Une légende qui se poursuit en France


Si Le fleuve Shinano a eu un parcours semé d’embûches au Japon, sa publication française n’en est pas moins atypique. Il s’agit du deuxième manga de Kazuo Kamimura à paraître chez nous puisqu’il est sorti à la mi-février 2008, soit deux mois et demi après la publication du premier tome de Lady Snowblood par Kana. Ce sont les éditions Asuka qui publient Le fleuve Shinano en respectant l’édition de K&B Publishers. Elles reprennent les deux premières couvertures japonaises mais pas la troisième. L’illustration représentant Yukie pleurant devant une croix chrétienne est en effet remplacée par un dessin de la même jeune femme dans une position sexuelle.

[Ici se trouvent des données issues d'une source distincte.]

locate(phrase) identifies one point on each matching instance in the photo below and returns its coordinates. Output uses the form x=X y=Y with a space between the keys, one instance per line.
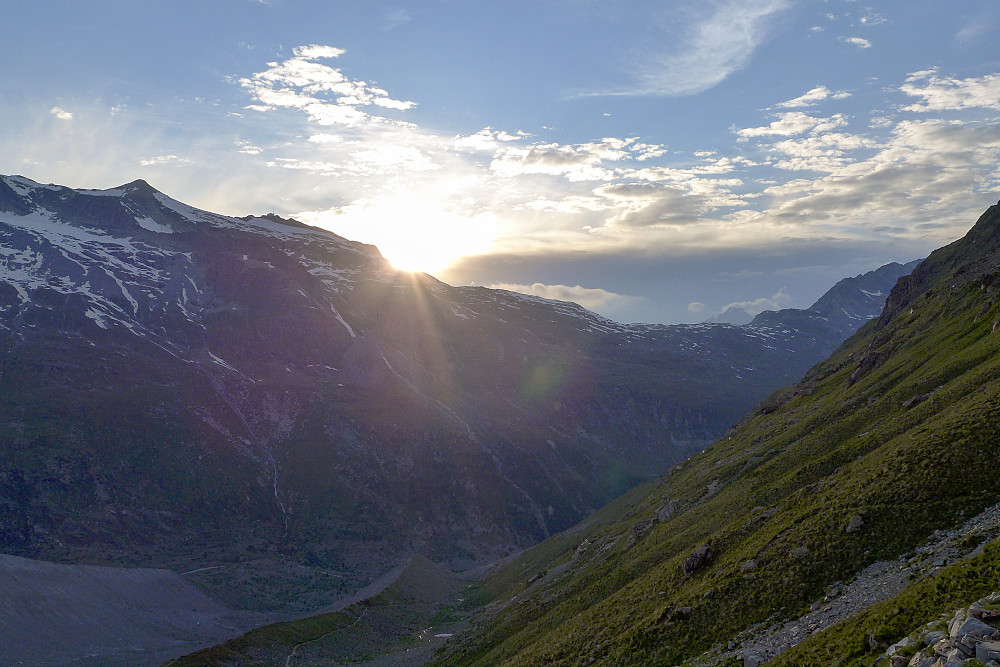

En juillet 2013, les éditions Kazé, qui ont alors racheté Asuka, annoncent une réédition du manga de Hideo Okazaki et Kazuo Kamimura. Il doit s’agir d’une intégrale en un volume, une couverture est même dévoilée pour l’occasion. Mais elle ne sort jamais. Le manga aurait pu tomber dans l’oubli mais les éditions Kana, qui ont entre-temps publié de nombreux titres de l’auteur, proposent à leur tour une réédition au format intégral. Cette fois-ci, le livre est bel et bien publié. Il sort en août 2018. Si le lettrage est entièrement refait entre les éditions d’Asuka et de Kana, la traduction est la même. Elle est signée Jacques Lalloz. Cependant, les pages couleurs teintées de nuances de rouge sont absentes des versions françaises. C’est d’autant plus dommage qu’entre les deux publications françaises, l’éditeur italien Coconino Press a proposé une version restaurée du manga contenant les pages couleurs.